Having just converted the Stellar Violets ute to 100% Electric, it was exciting to see so many unique custom electric vehicles, as well as the latest offerings from car companies like Tesla and Mercedes.
But it was weird seeing that horse. Its empty black eyes and elegant form, ghostly proud. I eye-balled it for a while, then got the creeps and walked on into the exhibition. It was the Mercedes Museum, and we were there because our host, Jenny, was wildly enthusiastic about it.
We soon understood why. The exhibition was a world-class look at the history of transport, as much as the history of one car company. If we pause and think about human history, it wasn’t so long ago that we depended on the horse, and sail boats, to get ourselves around, and literal horse-power. For thousands of years, that was how it was.
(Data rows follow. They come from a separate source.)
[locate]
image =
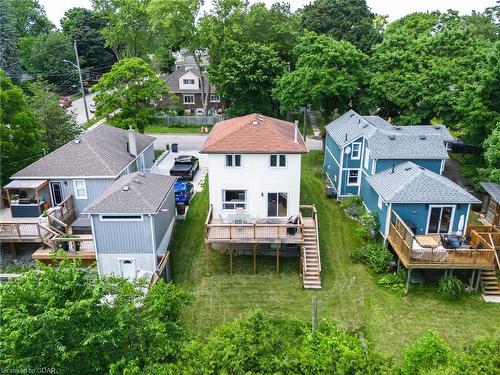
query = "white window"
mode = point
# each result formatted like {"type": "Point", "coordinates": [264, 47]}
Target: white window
{"type": "Point", "coordinates": [121, 217]}
{"type": "Point", "coordinates": [80, 189]}
{"type": "Point", "coordinates": [352, 177]}
{"type": "Point", "coordinates": [188, 99]}
{"type": "Point", "coordinates": [233, 160]}
{"type": "Point", "coordinates": [356, 151]}
{"type": "Point", "coordinates": [233, 199]}
{"type": "Point", "coordinates": [277, 161]}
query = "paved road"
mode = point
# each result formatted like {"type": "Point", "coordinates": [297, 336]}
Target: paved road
{"type": "Point", "coordinates": [194, 142]}
{"type": "Point", "coordinates": [78, 109]}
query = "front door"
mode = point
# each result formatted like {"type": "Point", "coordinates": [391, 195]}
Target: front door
{"type": "Point", "coordinates": [127, 268]}
{"type": "Point", "coordinates": [56, 192]}
{"type": "Point", "coordinates": [277, 204]}
{"type": "Point", "coordinates": [440, 219]}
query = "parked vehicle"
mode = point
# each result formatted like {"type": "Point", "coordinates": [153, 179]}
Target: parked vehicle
{"type": "Point", "coordinates": [184, 191]}
{"type": "Point", "coordinates": [65, 102]}
{"type": "Point", "coordinates": [185, 167]}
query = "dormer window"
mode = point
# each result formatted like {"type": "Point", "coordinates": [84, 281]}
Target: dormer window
{"type": "Point", "coordinates": [356, 151]}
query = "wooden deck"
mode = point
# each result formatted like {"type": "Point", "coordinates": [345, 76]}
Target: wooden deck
{"type": "Point", "coordinates": [480, 254]}
{"type": "Point", "coordinates": [219, 232]}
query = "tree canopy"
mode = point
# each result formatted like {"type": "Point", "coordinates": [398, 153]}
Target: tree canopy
{"type": "Point", "coordinates": [126, 93]}
{"type": "Point", "coordinates": [20, 132]}
{"type": "Point", "coordinates": [328, 75]}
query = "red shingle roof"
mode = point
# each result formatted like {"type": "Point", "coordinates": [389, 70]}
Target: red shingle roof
{"type": "Point", "coordinates": [254, 134]}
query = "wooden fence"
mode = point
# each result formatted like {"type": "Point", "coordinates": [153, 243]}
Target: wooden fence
{"type": "Point", "coordinates": [190, 120]}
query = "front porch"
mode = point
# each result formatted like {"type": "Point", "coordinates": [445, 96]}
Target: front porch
{"type": "Point", "coordinates": [475, 250]}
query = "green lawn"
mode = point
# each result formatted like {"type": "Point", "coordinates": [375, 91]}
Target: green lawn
{"type": "Point", "coordinates": [350, 296]}
{"type": "Point", "coordinates": [165, 129]}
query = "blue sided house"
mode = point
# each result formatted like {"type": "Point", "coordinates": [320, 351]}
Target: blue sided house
{"type": "Point", "coordinates": [397, 172]}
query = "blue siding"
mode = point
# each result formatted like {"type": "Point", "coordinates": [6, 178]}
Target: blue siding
{"type": "Point", "coordinates": [370, 199]}
{"type": "Point", "coordinates": [418, 214]}
{"type": "Point", "coordinates": [430, 164]}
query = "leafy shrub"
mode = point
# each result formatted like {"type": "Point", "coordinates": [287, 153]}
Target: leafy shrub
{"type": "Point", "coordinates": [373, 254]}
{"type": "Point", "coordinates": [393, 281]}
{"type": "Point", "coordinates": [451, 288]}
{"type": "Point", "coordinates": [428, 352]}
{"type": "Point", "coordinates": [369, 225]}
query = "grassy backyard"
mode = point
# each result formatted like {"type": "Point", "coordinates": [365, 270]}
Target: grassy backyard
{"type": "Point", "coordinates": [350, 296]}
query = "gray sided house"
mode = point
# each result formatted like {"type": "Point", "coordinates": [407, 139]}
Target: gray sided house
{"type": "Point", "coordinates": [83, 168]}
{"type": "Point", "coordinates": [132, 223]}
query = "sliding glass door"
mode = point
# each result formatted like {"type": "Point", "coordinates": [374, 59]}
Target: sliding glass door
{"type": "Point", "coordinates": [440, 219]}
{"type": "Point", "coordinates": [277, 204]}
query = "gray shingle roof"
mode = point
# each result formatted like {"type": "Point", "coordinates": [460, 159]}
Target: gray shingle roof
{"type": "Point", "coordinates": [145, 194]}
{"type": "Point", "coordinates": [492, 189]}
{"type": "Point", "coordinates": [172, 81]}
{"type": "Point", "coordinates": [99, 152]}
{"type": "Point", "coordinates": [410, 183]}
{"type": "Point", "coordinates": [406, 145]}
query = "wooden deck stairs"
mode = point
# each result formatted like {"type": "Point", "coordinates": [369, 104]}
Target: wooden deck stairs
{"type": "Point", "coordinates": [489, 283]}
{"type": "Point", "coordinates": [311, 272]}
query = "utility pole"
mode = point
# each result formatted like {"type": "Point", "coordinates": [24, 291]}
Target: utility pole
{"type": "Point", "coordinates": [81, 83]}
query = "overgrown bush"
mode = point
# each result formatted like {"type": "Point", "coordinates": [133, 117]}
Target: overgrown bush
{"type": "Point", "coordinates": [451, 287]}
{"type": "Point", "coordinates": [369, 225]}
{"type": "Point", "coordinates": [393, 281]}
{"type": "Point", "coordinates": [374, 255]}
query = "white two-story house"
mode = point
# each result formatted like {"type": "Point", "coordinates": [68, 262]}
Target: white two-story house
{"type": "Point", "coordinates": [254, 166]}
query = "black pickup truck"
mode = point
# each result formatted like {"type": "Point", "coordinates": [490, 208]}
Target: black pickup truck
{"type": "Point", "coordinates": [185, 167]}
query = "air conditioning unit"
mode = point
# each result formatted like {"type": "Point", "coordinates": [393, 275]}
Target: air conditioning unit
{"type": "Point", "coordinates": [330, 191]}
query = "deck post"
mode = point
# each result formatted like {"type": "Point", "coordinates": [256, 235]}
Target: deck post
{"type": "Point", "coordinates": [13, 252]}
{"type": "Point", "coordinates": [478, 279]}
{"type": "Point", "coordinates": [471, 280]}
{"type": "Point", "coordinates": [407, 281]}
{"type": "Point", "coordinates": [231, 258]}
{"type": "Point", "coordinates": [278, 259]}
{"type": "Point", "coordinates": [254, 257]}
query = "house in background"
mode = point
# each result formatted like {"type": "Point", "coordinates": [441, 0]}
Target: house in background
{"type": "Point", "coordinates": [491, 203]}
{"type": "Point", "coordinates": [423, 216]}
{"type": "Point", "coordinates": [132, 223]}
{"type": "Point", "coordinates": [80, 171]}
{"type": "Point", "coordinates": [185, 82]}
{"type": "Point", "coordinates": [254, 166]}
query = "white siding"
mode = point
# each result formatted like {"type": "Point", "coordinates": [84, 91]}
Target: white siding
{"type": "Point", "coordinates": [257, 178]}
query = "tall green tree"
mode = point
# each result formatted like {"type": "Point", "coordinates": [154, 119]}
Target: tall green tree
{"type": "Point", "coordinates": [43, 56]}
{"type": "Point", "coordinates": [246, 77]}
{"type": "Point", "coordinates": [84, 26]}
{"type": "Point", "coordinates": [78, 323]}
{"type": "Point", "coordinates": [349, 20]}
{"type": "Point", "coordinates": [127, 32]}
{"type": "Point", "coordinates": [9, 52]}
{"type": "Point", "coordinates": [128, 92]}
{"type": "Point", "coordinates": [329, 74]}
{"type": "Point", "coordinates": [58, 125]}
{"type": "Point", "coordinates": [20, 131]}
{"type": "Point", "coordinates": [29, 18]}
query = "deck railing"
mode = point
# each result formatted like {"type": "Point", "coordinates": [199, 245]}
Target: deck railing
{"type": "Point", "coordinates": [401, 238]}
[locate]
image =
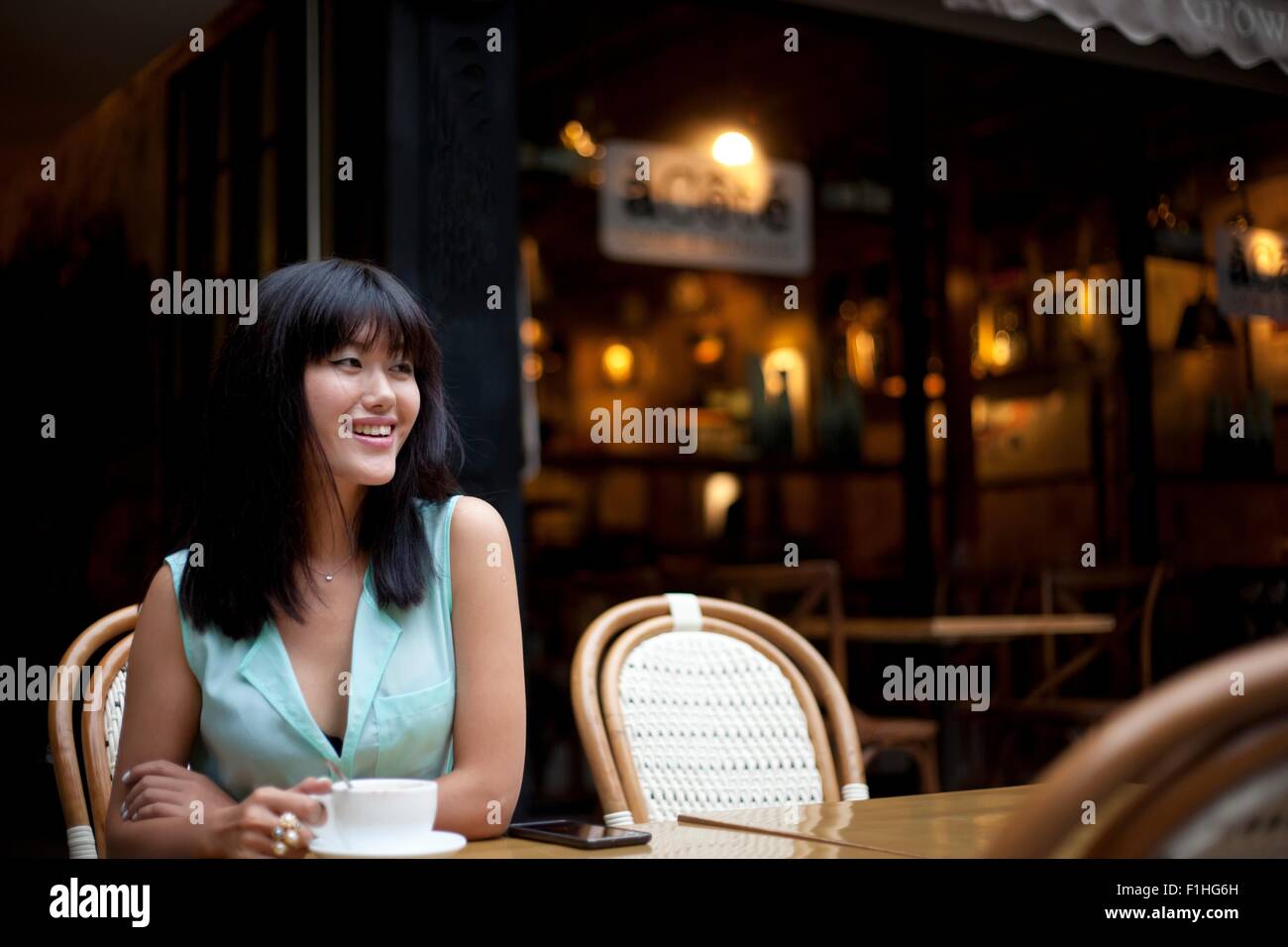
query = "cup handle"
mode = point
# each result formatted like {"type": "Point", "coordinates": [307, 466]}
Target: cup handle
{"type": "Point", "coordinates": [325, 831]}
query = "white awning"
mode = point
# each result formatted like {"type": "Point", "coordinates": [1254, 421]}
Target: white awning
{"type": "Point", "coordinates": [1247, 31]}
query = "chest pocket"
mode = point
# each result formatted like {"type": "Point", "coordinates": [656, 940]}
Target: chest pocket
{"type": "Point", "coordinates": [415, 731]}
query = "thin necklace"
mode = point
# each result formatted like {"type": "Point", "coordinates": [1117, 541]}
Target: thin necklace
{"type": "Point", "coordinates": [330, 575]}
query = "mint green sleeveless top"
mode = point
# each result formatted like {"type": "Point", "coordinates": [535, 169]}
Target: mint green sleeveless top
{"type": "Point", "coordinates": [257, 728]}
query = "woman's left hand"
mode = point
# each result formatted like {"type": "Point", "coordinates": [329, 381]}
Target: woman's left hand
{"type": "Point", "coordinates": [161, 788]}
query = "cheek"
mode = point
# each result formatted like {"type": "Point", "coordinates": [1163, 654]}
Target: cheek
{"type": "Point", "coordinates": [408, 403]}
{"type": "Point", "coordinates": [325, 398]}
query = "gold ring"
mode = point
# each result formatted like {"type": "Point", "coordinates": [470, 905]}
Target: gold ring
{"type": "Point", "coordinates": [286, 834]}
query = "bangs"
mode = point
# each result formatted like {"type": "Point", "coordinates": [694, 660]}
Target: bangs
{"type": "Point", "coordinates": [364, 307]}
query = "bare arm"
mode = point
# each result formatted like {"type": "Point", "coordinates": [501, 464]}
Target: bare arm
{"type": "Point", "coordinates": [162, 714]}
{"type": "Point", "coordinates": [477, 799]}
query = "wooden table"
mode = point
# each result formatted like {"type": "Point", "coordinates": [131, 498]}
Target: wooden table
{"type": "Point", "coordinates": [941, 825]}
{"type": "Point", "coordinates": [944, 825]}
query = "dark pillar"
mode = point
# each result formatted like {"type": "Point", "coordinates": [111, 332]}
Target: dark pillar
{"type": "Point", "coordinates": [452, 219]}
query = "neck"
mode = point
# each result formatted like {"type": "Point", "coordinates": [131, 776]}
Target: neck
{"type": "Point", "coordinates": [331, 523]}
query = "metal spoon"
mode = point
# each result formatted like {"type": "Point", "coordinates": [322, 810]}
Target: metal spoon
{"type": "Point", "coordinates": [340, 774]}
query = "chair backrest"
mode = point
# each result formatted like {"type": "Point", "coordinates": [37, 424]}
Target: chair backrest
{"type": "Point", "coordinates": [1196, 767]}
{"type": "Point", "coordinates": [102, 706]}
{"type": "Point", "coordinates": [697, 703]}
{"type": "Point", "coordinates": [818, 581]}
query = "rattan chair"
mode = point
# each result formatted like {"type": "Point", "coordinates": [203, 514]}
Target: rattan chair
{"type": "Point", "coordinates": [690, 703]}
{"type": "Point", "coordinates": [819, 582]}
{"type": "Point", "coordinates": [102, 710]}
{"type": "Point", "coordinates": [1188, 770]}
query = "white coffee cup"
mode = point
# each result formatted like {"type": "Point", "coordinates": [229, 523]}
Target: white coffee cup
{"type": "Point", "coordinates": [378, 815]}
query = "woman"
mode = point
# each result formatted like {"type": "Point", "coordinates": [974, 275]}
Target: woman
{"type": "Point", "coordinates": [339, 599]}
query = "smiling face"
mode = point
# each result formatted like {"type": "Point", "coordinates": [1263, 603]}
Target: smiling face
{"type": "Point", "coordinates": [376, 390]}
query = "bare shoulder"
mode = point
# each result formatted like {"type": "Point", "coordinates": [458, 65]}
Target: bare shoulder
{"type": "Point", "coordinates": [160, 605]}
{"type": "Point", "coordinates": [159, 633]}
{"type": "Point", "coordinates": [480, 548]}
{"type": "Point", "coordinates": [477, 521]}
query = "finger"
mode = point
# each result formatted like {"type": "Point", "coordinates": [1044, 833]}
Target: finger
{"type": "Point", "coordinates": [312, 784]}
{"type": "Point", "coordinates": [159, 810]}
{"type": "Point", "coordinates": [155, 783]}
{"type": "Point", "coordinates": [262, 840]}
{"type": "Point", "coordinates": [151, 797]}
{"type": "Point", "coordinates": [151, 768]}
{"type": "Point", "coordinates": [308, 808]}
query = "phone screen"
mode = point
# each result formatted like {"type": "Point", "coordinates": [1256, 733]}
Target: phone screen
{"type": "Point", "coordinates": [572, 828]}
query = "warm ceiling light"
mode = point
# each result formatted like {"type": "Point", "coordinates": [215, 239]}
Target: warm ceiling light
{"type": "Point", "coordinates": [618, 363]}
{"type": "Point", "coordinates": [732, 149]}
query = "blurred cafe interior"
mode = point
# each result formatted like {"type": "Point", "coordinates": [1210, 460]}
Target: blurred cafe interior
{"type": "Point", "coordinates": [831, 268]}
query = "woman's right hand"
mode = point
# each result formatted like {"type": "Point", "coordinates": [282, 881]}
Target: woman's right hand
{"type": "Point", "coordinates": [245, 830]}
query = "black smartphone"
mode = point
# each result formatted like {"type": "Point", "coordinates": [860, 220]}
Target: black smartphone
{"type": "Point", "coordinates": [566, 831]}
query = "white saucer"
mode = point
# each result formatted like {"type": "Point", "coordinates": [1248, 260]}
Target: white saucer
{"type": "Point", "coordinates": [434, 845]}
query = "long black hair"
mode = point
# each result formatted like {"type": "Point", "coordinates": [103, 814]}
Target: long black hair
{"type": "Point", "coordinates": [250, 513]}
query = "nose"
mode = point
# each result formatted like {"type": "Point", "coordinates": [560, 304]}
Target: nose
{"type": "Point", "coordinates": [377, 395]}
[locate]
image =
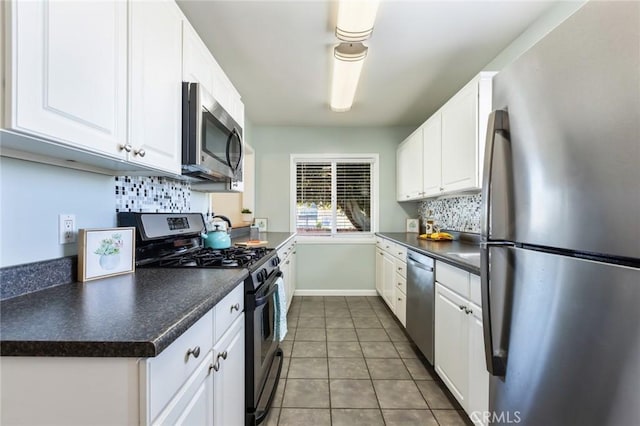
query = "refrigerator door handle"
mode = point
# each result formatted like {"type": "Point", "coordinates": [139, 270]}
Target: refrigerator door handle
{"type": "Point", "coordinates": [496, 358]}
{"type": "Point", "coordinates": [498, 122]}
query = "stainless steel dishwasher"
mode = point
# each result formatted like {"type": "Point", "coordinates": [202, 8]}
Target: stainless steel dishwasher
{"type": "Point", "coordinates": [421, 301]}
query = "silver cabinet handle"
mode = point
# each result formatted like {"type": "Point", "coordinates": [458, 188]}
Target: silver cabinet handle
{"type": "Point", "coordinates": [195, 352]}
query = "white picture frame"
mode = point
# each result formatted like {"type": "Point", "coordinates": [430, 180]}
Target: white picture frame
{"type": "Point", "coordinates": [412, 226]}
{"type": "Point", "coordinates": [261, 223]}
{"type": "Point", "coordinates": [105, 252]}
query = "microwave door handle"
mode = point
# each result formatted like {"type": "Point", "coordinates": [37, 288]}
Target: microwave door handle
{"type": "Point", "coordinates": [233, 136]}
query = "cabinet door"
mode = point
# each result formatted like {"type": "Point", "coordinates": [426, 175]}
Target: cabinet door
{"type": "Point", "coordinates": [156, 84]}
{"type": "Point", "coordinates": [460, 140]}
{"type": "Point", "coordinates": [69, 76]}
{"type": "Point", "coordinates": [451, 341]}
{"type": "Point", "coordinates": [409, 168]}
{"type": "Point", "coordinates": [379, 271]}
{"type": "Point", "coordinates": [432, 168]}
{"type": "Point", "coordinates": [388, 282]}
{"type": "Point", "coordinates": [193, 403]}
{"type": "Point", "coordinates": [228, 381]}
{"type": "Point", "coordinates": [293, 273]}
{"type": "Point", "coordinates": [401, 305]}
{"type": "Point", "coordinates": [478, 399]}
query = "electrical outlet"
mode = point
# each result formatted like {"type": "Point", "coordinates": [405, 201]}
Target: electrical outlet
{"type": "Point", "coordinates": [67, 228]}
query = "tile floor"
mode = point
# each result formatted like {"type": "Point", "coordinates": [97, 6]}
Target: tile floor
{"type": "Point", "coordinates": [348, 362]}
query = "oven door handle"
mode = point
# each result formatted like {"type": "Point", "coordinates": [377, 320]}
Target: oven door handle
{"type": "Point", "coordinates": [274, 287]}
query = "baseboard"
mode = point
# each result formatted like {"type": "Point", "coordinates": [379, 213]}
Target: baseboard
{"type": "Point", "coordinates": [337, 292]}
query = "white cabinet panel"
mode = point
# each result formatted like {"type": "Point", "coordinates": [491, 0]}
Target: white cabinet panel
{"type": "Point", "coordinates": [478, 399]}
{"type": "Point", "coordinates": [409, 168]}
{"type": "Point", "coordinates": [459, 140]}
{"type": "Point", "coordinates": [155, 84]}
{"type": "Point", "coordinates": [451, 342]}
{"type": "Point", "coordinates": [228, 380]}
{"type": "Point", "coordinates": [432, 168]}
{"type": "Point", "coordinates": [69, 73]}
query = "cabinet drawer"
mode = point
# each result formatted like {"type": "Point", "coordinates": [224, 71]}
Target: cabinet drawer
{"type": "Point", "coordinates": [401, 268]}
{"type": "Point", "coordinates": [401, 283]}
{"type": "Point", "coordinates": [453, 278]}
{"type": "Point", "coordinates": [167, 372]}
{"type": "Point", "coordinates": [474, 289]}
{"type": "Point", "coordinates": [227, 310]}
{"type": "Point", "coordinates": [400, 252]}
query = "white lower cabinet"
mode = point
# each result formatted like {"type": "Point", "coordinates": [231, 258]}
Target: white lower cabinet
{"type": "Point", "coordinates": [192, 405]}
{"type": "Point", "coordinates": [391, 276]}
{"type": "Point", "coordinates": [287, 255]}
{"type": "Point", "coordinates": [228, 377]}
{"type": "Point", "coordinates": [459, 344]}
{"type": "Point", "coordinates": [196, 380]}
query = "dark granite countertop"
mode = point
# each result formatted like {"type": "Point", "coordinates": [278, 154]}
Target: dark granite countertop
{"type": "Point", "coordinates": [440, 250]}
{"type": "Point", "coordinates": [275, 239]}
{"type": "Point", "coordinates": [134, 315]}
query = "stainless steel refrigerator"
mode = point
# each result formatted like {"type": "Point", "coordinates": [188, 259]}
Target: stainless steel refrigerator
{"type": "Point", "coordinates": [561, 226]}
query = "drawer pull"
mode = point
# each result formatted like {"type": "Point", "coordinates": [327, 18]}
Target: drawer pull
{"type": "Point", "coordinates": [195, 352]}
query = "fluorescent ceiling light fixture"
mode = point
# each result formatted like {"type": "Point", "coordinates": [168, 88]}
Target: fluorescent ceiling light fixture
{"type": "Point", "coordinates": [348, 59]}
{"type": "Point", "coordinates": [355, 19]}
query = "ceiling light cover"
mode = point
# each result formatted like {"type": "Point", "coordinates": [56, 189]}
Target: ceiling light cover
{"type": "Point", "coordinates": [355, 19]}
{"type": "Point", "coordinates": [348, 59]}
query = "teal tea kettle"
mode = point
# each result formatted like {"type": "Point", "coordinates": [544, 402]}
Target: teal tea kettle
{"type": "Point", "coordinates": [218, 238]}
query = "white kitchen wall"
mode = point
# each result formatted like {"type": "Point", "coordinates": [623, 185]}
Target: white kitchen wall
{"type": "Point", "coordinates": [32, 196]}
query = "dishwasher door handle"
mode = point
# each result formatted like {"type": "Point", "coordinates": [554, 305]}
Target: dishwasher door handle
{"type": "Point", "coordinates": [420, 265]}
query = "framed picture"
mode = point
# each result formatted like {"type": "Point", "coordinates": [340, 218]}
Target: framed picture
{"type": "Point", "coordinates": [105, 252]}
{"type": "Point", "coordinates": [412, 225]}
{"type": "Point", "coordinates": [261, 223]}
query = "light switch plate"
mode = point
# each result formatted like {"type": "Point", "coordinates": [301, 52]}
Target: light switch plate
{"type": "Point", "coordinates": [67, 228]}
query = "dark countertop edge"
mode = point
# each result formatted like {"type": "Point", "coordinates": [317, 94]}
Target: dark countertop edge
{"type": "Point", "coordinates": [120, 349]}
{"type": "Point", "coordinates": [457, 262]}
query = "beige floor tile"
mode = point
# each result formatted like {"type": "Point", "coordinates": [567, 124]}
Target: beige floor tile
{"type": "Point", "coordinates": [306, 393]}
{"type": "Point", "coordinates": [356, 417]}
{"type": "Point", "coordinates": [399, 394]}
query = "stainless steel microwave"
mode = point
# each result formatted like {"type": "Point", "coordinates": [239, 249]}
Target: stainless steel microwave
{"type": "Point", "coordinates": [211, 139]}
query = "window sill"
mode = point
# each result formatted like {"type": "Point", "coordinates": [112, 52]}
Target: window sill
{"type": "Point", "coordinates": [337, 239]}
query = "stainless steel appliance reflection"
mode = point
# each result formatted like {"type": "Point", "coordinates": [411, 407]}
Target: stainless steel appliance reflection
{"type": "Point", "coordinates": [560, 295]}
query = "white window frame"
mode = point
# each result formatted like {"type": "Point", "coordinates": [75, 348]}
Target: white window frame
{"type": "Point", "coordinates": [350, 238]}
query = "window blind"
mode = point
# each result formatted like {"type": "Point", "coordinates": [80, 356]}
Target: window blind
{"type": "Point", "coordinates": [333, 197]}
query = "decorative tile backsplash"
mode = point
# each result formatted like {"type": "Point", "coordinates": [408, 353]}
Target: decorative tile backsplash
{"type": "Point", "coordinates": [152, 194]}
{"type": "Point", "coordinates": [456, 213]}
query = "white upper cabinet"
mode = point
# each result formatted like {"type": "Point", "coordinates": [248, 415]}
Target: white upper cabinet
{"type": "Point", "coordinates": [156, 84]}
{"type": "Point", "coordinates": [432, 169]}
{"type": "Point", "coordinates": [409, 167]}
{"type": "Point", "coordinates": [452, 144]}
{"type": "Point", "coordinates": [69, 73]}
{"type": "Point", "coordinates": [200, 66]}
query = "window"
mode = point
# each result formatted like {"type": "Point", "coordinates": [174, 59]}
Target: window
{"type": "Point", "coordinates": [334, 195]}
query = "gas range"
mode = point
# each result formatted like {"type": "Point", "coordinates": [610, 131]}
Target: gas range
{"type": "Point", "coordinates": [173, 240]}
{"type": "Point", "coordinates": [234, 257]}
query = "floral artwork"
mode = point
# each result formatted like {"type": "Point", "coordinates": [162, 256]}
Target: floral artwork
{"type": "Point", "coordinates": [105, 252]}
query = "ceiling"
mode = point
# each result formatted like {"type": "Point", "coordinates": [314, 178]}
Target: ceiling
{"type": "Point", "coordinates": [278, 55]}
How will it be in another 100 years? Another 1000?
What I liked most about the exhibition was the feeling I was left with. Like at the end of a great film, when it says, “to be continued”.
The last exhibit was a hydrogen fuel cell electric car. It’s obviously not the final answer. The story isn’t over because we’re living it. We’re creating it. What will transport look like in ten, 20, or 100 years? Horses? Hydrogen fuel cells? Or something that hasn’t even been invented, or discovered yet?
With the historical context for the event well and truly under our belt, we hit the parade ground in front of the museum early the next day.
Our Couchsurfing hosts, Jenny and Stephen, were pretty excited about it too. Stephen and his university mates had built an electric beach buggy to go into the parade. No beaches around to test it on that day, but they took me for a spin anyway. We tore around the carpark at mach 3!
Just a few of the 500+ vehicles and their proud pilots, from all over Europe.
Thanks a million to Jenny and Stephen, you were wonderful hosts. Kudos to the fantastic travellers’ network, Couchsurfing, for connecting us.